The utilization of artificial neural network equalizer in optical camera communications

Younus, Othman Isam and Hassan, Navid Bani and Ghassemlooy, Zabih and Zvanovec, Stanislav and Alves, Luis Nero and Le‐minh, Hoa (2021) The utilization of artificial neural network equalizer in optical camera communications. Sensors, 21 (8). 2826. ISSN 1424-8220 (https://doi.org/10.3390/s21082826)

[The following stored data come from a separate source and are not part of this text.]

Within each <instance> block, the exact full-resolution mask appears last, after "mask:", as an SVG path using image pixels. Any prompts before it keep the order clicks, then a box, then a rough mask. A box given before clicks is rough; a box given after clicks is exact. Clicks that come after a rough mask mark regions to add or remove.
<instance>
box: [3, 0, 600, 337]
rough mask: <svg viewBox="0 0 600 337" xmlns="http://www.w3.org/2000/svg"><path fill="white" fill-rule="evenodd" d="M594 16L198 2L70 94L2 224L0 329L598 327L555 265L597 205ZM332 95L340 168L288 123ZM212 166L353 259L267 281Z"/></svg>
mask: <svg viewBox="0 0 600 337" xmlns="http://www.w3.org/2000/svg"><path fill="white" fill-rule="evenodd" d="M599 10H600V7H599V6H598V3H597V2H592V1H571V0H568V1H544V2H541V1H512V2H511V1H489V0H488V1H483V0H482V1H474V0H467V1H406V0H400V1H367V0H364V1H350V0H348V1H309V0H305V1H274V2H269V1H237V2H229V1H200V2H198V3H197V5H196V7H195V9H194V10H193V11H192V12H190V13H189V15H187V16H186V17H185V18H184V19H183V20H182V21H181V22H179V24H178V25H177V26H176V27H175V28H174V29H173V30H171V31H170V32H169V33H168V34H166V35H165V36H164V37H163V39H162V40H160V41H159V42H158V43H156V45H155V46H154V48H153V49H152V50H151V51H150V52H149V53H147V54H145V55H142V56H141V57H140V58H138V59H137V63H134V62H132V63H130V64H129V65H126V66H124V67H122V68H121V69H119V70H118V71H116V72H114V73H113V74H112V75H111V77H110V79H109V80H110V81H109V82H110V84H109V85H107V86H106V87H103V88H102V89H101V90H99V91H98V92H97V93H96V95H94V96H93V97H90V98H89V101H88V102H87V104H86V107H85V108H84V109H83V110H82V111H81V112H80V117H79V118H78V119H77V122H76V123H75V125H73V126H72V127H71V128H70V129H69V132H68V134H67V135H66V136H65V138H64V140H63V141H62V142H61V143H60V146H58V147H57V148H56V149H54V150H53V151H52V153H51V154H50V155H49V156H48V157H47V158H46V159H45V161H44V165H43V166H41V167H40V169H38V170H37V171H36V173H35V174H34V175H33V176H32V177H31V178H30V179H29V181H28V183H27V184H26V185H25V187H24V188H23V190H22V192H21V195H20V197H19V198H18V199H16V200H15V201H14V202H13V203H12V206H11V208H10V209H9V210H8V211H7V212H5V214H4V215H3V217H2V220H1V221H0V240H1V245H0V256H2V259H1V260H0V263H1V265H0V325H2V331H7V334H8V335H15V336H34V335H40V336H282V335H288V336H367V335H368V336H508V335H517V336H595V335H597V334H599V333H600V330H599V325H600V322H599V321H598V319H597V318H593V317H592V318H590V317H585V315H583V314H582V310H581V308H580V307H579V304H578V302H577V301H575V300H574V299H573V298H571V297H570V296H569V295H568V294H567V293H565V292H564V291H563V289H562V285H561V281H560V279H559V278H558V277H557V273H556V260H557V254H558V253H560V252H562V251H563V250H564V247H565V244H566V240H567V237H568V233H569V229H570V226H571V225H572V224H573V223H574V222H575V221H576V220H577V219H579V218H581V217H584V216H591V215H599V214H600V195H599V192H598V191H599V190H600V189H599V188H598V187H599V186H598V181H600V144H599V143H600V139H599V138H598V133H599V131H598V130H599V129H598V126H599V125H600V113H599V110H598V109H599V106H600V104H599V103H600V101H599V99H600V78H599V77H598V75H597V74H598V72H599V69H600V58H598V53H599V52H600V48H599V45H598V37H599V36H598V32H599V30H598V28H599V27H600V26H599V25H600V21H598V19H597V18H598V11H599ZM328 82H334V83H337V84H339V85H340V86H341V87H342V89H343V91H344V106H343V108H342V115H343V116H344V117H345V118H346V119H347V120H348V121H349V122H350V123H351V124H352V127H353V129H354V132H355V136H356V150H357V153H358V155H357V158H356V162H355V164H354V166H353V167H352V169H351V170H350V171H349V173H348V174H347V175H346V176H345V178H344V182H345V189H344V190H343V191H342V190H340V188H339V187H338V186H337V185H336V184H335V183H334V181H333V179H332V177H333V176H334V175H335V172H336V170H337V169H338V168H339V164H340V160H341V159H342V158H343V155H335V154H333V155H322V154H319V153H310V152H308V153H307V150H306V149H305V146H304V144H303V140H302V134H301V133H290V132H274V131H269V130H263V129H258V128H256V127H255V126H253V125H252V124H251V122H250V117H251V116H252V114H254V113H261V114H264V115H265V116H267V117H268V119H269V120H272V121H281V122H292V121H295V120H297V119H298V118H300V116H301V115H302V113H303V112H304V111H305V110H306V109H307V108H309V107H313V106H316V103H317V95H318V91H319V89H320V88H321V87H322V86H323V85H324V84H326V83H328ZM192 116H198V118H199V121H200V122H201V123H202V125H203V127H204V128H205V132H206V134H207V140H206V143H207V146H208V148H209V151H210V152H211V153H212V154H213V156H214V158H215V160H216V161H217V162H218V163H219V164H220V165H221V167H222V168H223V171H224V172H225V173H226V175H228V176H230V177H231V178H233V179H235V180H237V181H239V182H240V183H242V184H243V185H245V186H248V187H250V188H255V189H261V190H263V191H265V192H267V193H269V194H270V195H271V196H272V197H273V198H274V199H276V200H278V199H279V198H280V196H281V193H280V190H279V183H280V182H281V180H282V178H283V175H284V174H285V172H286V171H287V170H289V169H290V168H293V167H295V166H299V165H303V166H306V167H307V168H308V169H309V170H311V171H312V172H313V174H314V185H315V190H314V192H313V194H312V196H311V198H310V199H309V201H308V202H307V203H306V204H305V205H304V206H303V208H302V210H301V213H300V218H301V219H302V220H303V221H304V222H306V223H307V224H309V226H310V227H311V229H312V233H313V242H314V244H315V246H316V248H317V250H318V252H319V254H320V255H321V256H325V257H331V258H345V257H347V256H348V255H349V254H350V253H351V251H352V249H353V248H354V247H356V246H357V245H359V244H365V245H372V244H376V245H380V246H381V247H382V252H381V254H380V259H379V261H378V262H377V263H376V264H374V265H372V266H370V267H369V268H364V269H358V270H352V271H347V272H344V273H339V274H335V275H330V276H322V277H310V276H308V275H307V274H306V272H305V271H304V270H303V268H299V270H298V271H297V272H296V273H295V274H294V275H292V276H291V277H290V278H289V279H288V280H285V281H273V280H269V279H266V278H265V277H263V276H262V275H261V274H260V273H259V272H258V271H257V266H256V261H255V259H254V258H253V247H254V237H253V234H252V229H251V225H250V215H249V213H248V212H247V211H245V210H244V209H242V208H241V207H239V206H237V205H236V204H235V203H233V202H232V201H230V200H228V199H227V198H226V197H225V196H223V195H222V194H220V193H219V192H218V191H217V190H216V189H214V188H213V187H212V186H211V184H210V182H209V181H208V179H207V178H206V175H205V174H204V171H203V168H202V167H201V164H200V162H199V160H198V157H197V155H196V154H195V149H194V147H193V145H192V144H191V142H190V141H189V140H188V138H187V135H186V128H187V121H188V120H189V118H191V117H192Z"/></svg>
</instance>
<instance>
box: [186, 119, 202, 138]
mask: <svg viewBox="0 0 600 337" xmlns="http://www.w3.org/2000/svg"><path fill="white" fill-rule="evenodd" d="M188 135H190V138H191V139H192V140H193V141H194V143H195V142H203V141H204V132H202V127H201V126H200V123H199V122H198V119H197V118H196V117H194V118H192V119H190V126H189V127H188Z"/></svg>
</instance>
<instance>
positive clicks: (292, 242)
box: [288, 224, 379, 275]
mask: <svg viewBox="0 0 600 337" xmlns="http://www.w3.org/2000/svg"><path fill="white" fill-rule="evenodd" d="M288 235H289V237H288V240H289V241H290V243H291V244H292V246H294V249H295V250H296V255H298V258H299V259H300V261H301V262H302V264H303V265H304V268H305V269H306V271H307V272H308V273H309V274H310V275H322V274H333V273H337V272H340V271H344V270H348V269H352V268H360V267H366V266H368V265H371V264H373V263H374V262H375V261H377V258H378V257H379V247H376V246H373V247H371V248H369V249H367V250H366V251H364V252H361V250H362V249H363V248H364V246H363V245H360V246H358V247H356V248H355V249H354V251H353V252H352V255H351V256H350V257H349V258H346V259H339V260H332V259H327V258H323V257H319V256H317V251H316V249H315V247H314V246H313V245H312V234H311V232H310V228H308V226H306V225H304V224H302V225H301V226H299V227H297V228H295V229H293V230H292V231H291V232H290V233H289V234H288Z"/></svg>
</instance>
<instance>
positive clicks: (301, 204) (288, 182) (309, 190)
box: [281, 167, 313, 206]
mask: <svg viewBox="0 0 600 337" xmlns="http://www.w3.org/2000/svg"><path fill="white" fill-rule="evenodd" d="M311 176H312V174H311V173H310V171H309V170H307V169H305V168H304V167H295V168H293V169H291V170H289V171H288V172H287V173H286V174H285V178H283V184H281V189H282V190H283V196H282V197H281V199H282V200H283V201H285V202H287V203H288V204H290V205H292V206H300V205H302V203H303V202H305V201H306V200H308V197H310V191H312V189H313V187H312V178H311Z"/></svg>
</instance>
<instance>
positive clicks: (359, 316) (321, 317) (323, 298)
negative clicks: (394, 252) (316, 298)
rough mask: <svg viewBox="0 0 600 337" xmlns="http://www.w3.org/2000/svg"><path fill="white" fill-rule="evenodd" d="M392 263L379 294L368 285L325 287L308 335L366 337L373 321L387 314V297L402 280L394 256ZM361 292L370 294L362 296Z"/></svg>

[thumbnail of Younus-etal-Sensors-2021-The-utilization-of-artificial-neural-network-equalizer-in-optical]
Preview
Text. Filename: Younus_etal_Sensors_2021_The_utilization_of_artificial_neural_network_equalizer_in_optical.pdf
Final Published Version
License: Creative Commons Attribution 4.0 logo

Download (3MB)| Preview

Abstract

In this paper, we propose and validate an artificial neural network‐based equalizer for the constant power 4‐level pulse amplitude modulation in an optical camera communications system. We introduce new terminology to measure the quality of the communications link in terms of the number of row pixels per symbol Npps, which allows a fair comparison considering the progress made in the development of the current image sensors in terms of the frame rates and the resolutions of each frame. Using the proposed equalizer, we experimentally demonstrate a non‐flickering system using a single light‐emitting diode (LED) with Npps of 20 and 30 pixels/symbol for the unequalized and equalized systems, respectively. Potential transmission rates of up to 18.6 and 24.4 kbps are achieved with and without the equalization, respectively. The quality of the received signal is assessed using the eye‐diagram opening and its linearity and the bit error rate performance. An acceptable bit error rate (below the forward error correction limit) and an improvement of ~66% in the eye linearity are achieved using a single LED and a typical commercial camera with equalization.